# The Norwegian election survey: Voter turnout across generations and age groups

In the last post I used data from the Norwegian election survey to look at how party preferences changed between generations. One thing I didn’t look at was if there was any differences in participation between the generations. While the Norwegian elections generally has a high turnout, the general trend has been a decline. Some numbers on voter turnout are available from Statistics Norway, and a plot of turnout for the national elections for parliament and the local elections show that this is especially true for the local elections. For the parliament elections there seems to be a sudden drop in turnout at the 1993 election. Before that the general turnout was somewhere between 80% and 85%. From 1993 and onwards it has been somewhere between 75% and 80%.

This time I decided to only look at the surveys done in connection with the parliamentary elections. This was to avoid much clutter with the differences between the local and national elections. After I gathered the data from the elections surveys using the web analysis tool at the web page for Norwegian Center For Research Data (see the link above), I plotted the voter turnout for each election for each birth cohort (in 7-year groups). In the plot is each election represented by a line. The same thing I did in the previous post, in other words.

We clearly see a trend in which younger generations, those born after about 1955, are less likely to vote.
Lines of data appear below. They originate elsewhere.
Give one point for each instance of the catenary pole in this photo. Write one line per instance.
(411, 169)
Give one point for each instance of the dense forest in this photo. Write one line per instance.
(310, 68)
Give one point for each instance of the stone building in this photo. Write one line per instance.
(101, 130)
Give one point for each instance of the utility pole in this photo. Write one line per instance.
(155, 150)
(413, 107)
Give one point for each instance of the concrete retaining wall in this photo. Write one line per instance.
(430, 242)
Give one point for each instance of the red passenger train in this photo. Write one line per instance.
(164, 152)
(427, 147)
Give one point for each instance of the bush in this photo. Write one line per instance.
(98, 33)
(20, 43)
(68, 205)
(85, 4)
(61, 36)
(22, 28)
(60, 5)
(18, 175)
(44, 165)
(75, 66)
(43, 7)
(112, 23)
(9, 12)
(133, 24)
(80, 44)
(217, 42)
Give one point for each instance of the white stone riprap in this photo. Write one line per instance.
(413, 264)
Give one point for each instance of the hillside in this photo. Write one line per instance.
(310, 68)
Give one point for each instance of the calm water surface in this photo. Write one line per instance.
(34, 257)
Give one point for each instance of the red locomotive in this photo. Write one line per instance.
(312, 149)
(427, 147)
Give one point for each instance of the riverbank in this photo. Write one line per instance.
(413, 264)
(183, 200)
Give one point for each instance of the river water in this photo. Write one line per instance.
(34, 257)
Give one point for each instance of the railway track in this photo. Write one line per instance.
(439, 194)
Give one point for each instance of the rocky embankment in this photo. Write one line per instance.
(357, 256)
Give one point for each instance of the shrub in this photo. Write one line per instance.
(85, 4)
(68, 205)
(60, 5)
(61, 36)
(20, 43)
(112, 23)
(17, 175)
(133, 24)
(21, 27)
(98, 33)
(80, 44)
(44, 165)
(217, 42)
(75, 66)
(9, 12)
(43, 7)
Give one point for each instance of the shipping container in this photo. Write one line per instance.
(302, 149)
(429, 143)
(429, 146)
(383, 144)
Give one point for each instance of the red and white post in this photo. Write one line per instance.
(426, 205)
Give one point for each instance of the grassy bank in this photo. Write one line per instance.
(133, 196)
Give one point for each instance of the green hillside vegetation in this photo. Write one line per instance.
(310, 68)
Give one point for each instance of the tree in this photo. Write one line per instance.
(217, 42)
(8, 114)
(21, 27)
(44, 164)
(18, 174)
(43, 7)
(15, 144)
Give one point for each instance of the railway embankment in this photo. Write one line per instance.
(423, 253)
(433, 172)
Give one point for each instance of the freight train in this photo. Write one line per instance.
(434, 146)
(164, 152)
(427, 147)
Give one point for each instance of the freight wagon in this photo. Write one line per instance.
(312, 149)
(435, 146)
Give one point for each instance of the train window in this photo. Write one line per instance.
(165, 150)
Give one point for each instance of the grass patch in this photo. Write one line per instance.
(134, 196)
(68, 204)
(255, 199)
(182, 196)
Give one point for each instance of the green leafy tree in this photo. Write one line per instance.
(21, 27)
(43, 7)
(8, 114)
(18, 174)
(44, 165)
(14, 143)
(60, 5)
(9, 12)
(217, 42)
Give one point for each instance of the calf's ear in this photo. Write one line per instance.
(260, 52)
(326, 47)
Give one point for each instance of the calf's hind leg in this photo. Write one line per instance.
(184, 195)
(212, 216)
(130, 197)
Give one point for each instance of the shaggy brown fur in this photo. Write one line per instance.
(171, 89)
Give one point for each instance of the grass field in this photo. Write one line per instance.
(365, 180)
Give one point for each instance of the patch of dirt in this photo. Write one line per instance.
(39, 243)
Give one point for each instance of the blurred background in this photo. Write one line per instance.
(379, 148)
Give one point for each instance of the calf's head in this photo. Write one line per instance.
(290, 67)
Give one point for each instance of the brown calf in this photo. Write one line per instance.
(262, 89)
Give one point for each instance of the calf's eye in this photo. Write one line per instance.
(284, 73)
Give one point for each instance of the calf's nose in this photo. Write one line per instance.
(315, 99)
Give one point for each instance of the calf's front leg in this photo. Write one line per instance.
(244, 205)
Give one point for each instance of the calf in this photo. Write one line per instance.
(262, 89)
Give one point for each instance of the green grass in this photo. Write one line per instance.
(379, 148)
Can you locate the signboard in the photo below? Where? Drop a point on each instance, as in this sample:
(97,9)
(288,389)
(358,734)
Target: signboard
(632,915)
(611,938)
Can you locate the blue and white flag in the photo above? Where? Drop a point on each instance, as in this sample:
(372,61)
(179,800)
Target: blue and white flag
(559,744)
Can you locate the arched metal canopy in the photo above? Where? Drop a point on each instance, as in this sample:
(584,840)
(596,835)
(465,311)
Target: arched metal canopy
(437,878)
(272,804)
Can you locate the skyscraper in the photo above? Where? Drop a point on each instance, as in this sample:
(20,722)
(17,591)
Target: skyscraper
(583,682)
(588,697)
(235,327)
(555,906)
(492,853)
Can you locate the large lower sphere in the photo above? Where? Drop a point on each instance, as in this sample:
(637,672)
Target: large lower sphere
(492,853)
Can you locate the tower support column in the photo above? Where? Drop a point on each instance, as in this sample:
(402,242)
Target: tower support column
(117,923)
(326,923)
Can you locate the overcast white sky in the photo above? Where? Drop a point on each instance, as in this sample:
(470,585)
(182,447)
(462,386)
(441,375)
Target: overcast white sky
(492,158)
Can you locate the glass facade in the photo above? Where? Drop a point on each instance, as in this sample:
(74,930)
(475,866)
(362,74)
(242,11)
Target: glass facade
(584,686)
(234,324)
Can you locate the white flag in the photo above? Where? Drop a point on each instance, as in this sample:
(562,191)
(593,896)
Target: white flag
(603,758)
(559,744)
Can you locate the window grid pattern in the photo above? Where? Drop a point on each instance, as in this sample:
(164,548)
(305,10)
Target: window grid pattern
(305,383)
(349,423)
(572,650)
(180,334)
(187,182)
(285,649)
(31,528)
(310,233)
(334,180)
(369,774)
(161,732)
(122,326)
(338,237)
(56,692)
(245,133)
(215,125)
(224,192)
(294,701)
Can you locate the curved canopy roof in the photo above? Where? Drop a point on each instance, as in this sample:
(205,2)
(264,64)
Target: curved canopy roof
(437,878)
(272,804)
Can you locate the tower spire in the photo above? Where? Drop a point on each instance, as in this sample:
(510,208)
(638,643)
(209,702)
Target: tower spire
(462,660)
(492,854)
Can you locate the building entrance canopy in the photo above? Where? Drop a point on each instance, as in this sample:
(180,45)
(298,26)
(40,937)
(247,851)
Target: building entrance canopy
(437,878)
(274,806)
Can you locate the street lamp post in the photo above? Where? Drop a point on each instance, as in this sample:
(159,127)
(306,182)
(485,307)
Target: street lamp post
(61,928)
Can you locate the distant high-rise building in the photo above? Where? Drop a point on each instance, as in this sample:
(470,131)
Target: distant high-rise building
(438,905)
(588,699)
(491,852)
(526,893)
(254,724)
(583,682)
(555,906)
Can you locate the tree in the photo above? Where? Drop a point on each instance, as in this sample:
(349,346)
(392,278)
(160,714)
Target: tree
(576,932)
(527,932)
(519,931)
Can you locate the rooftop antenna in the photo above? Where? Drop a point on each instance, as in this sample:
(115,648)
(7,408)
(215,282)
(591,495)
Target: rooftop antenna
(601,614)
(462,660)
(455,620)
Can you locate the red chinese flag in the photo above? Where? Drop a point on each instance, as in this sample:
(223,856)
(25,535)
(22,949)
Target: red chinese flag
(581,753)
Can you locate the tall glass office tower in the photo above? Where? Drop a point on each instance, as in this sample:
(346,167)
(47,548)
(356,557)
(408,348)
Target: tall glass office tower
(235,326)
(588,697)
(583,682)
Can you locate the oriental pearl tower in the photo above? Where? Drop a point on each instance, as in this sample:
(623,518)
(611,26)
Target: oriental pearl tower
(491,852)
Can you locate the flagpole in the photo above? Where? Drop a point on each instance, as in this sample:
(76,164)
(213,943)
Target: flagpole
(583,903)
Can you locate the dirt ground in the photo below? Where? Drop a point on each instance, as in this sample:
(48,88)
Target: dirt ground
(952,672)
But there is also a clear indication that the young voters, when they get older, are more likely to vote. This trend can for example be seen for the 1970-generation. The earliest generations where this group could vote are those lines where the line ends in about 1970. In the earliest elections where this group could vote, more than 25% did not vote, but in the more recent elections only 10% of this generation did not vote.
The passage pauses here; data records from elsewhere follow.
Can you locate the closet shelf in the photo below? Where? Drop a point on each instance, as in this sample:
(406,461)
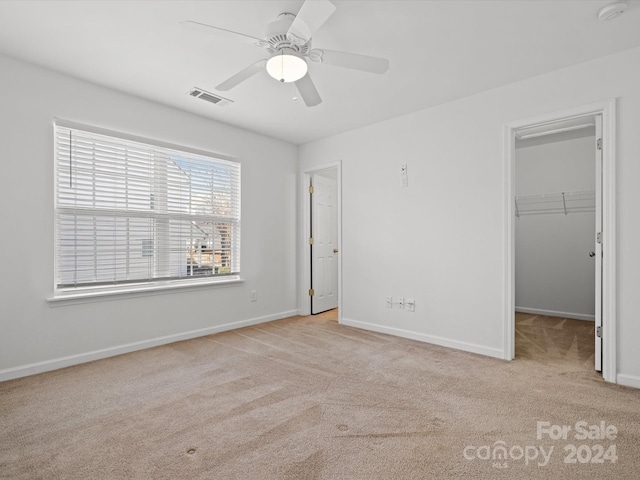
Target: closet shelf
(560,202)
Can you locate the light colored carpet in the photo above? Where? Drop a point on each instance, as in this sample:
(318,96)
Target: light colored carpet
(307,398)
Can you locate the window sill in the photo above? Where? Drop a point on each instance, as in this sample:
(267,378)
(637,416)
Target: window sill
(89,294)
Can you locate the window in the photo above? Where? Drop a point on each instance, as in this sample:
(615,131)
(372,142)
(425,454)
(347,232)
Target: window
(129,212)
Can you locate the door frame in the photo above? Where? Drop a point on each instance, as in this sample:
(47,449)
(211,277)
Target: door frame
(606,108)
(305,253)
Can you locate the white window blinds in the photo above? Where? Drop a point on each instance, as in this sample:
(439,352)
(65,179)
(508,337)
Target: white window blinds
(130,212)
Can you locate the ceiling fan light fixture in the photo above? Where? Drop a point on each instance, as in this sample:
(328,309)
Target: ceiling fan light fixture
(286,66)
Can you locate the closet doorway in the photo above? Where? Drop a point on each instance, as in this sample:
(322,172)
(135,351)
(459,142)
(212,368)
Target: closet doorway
(603,239)
(557,206)
(321,256)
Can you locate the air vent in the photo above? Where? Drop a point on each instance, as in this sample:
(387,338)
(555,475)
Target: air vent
(209,97)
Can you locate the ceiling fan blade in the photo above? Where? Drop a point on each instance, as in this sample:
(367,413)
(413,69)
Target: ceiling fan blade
(350,60)
(211,30)
(242,75)
(308,91)
(309,19)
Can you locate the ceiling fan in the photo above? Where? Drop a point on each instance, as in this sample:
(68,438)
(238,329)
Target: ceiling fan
(288,42)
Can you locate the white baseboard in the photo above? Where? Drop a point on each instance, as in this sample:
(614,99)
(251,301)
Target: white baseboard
(56,363)
(553,313)
(421,337)
(628,380)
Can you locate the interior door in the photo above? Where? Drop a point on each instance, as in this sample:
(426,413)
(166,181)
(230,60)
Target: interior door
(324,247)
(598,245)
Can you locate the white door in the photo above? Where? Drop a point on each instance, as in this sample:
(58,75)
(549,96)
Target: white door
(324,247)
(598,244)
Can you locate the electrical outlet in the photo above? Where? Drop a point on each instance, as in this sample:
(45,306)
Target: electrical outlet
(410,304)
(404,175)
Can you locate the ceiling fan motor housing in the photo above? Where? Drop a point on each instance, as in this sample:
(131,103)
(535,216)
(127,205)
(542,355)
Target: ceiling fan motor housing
(276,36)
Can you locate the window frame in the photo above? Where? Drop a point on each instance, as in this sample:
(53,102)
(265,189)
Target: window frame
(148,285)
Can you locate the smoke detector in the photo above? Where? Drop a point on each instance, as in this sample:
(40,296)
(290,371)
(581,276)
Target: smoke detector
(611,11)
(209,97)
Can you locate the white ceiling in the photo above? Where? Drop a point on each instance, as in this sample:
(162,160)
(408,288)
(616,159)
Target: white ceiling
(438,51)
Also notice how in each election, the oldest group also seem to have a tendency to not vote. This could perhaps be explained by the older population generally has poorer health and will therefore not prioritize to get out to vote. But I also suspect this is partially explained by random variation, as the oldest birth groups have relatively few respondents in the surveys.

We can plot the turnout by age instead of birth year to get a better view of the differences between age groups. Here I used 5-year groups instead of 7. In this plot the lines do seem to align a bit better.

Still another figure we could do is to plot the turnout for different age groups, and then see how this has changed from election to election. Here I have plotted only two age groups, those 25 or younger, and those older than 25. Also shown is the national turnout, which is not from the election survey, but are the official turnout numbers. This is the same as in the first plot above.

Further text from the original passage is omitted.